Petroleum based lubricants shouldn't be used on rubber or urethane bushings- they eat rubber like Pacman consumes pac-dots. Look for synthetic lubricants with a high resistance to water intrusion, remarkable thermal and mechanical stability, and can be used on sensitive metallurgy like copper, aluminum, tin, and various alloys. 

– Liquid wrench: frees rusted bolts and parts. I've worshipped this stuff a few times while cursing salty winters and their effect on suspension bolts.

– Teflon thread: used on metal or plastic threaded pipes, water, air or gas lines. It cures to a pliable seal to resist pressure and leakage in both low and high pressure applications. 

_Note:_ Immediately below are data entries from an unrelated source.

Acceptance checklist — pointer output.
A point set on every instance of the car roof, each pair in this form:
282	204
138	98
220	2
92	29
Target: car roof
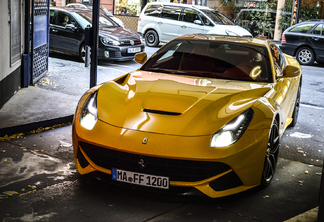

– Threadlocker: Permatex or Loctite, red or blue, more info in this Q&A. Thread locker adhesives bond and seal threaded fasteners, preventing them from shifting or loosening due to vibration and keep them from corroding. Red is heavy strength and provides a permanent seal. Blue is medium strength and will hold but can be disassembled with hand tools for maintenance or repair.   

– Engine assembly lube: contains moly-graphite to be used on crankshafts, camshafts, gears, bearings, valve stems, lifters, pushrods, and areas of rotational or sliding contact.